The assessment aligns with Prime Minister Narendra Modi’s ambition to transform India into a developed economy by August 15, 2047 – the centenary of Indian independence. Recent infrastructure development and the government’s willingness to implement large-scale economic reforms are cited as key factors supporting this trajectory.

However, realizing this potential requires focused efforts to facilitate the growth of economic units within the country, Panagariya emphasized. He argued that the growth of small habitations, farms, and enterprises are intrinsically linked, and reforms aimed at expanding businesses in industry and services would generate employment and encourage internal migration.

Geopolitical factors also contribute to India’s advantageous position. Panagariya noted that India is increasingly favored by the United States and European nations, alongside strong relationships with Japan, South Korea, and Southeast Asian countries.
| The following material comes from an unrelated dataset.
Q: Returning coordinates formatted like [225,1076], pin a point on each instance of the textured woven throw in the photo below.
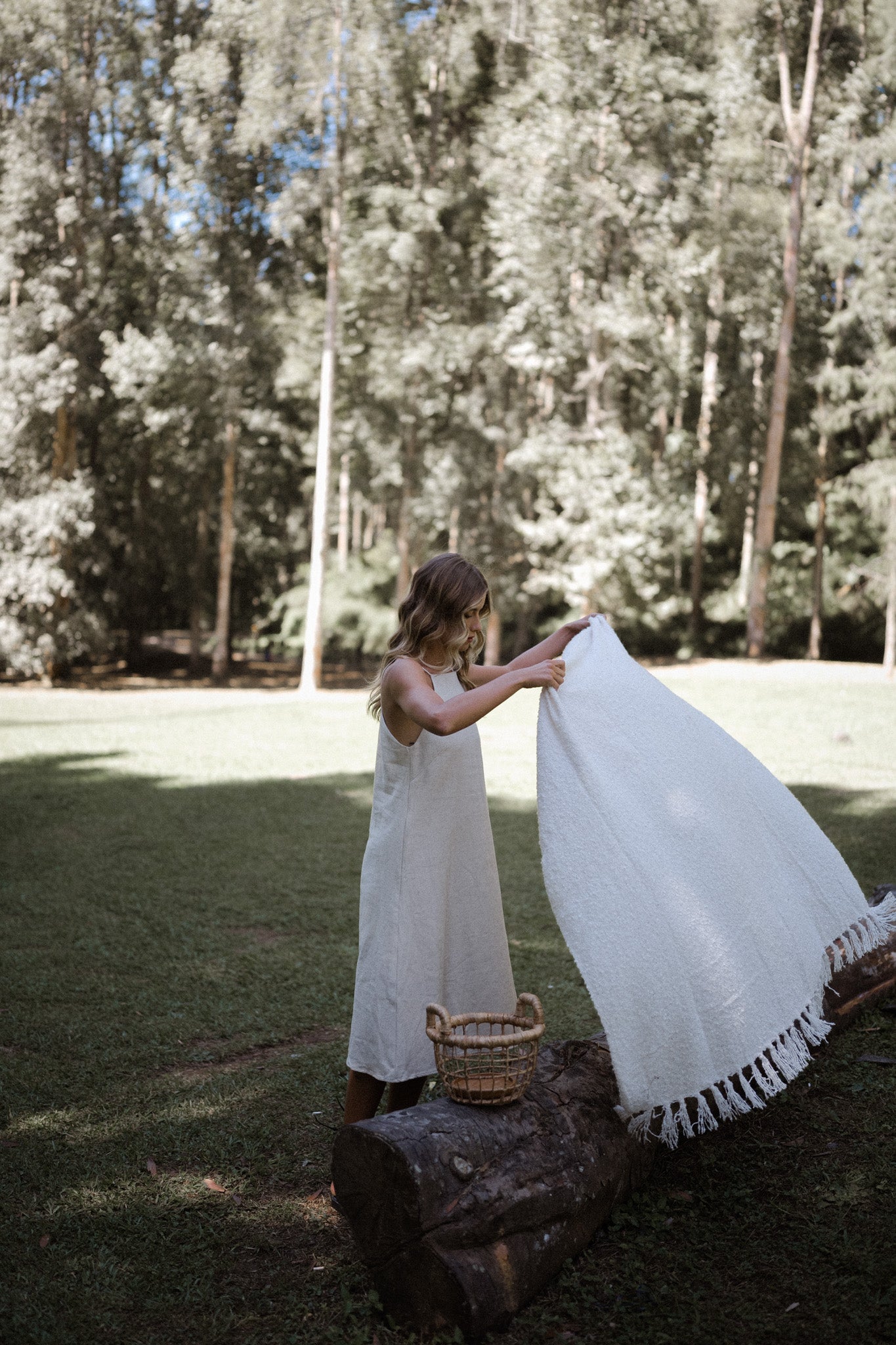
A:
[703,906]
This favorable international climate is expected to attract multinational corporations, creating opportunities for Indian goods and services globally.

The 16th Finance Commission, led by Panagariya, recently shifted the logic of fiscal federalism, moving away from a system based on entitlement and population towards one prioritizing efficiency, productivity, and performance. This change, implemented in the Union Budget 2026, adjusts the distribution of tax revenue among states, favoring those with higher GDP contributions – primarily in the south and west – while subjecting debt-heavy states to greater scrutiny. The commission has maintained the states’ overall share in the divisible tax pool at 41% but altered the formula for allocation.

Preliminary calculations suggest that states like Karnataka, Kerala, Gujarat, Haryana, Tamil Nadu, and Maharashtra are expected to benefit from the new fiscal formula, with Karnataka potentially receiving an additional Rs 7,300 crore annually. The long-term implications of this shift in fiscal policy remain to be seen.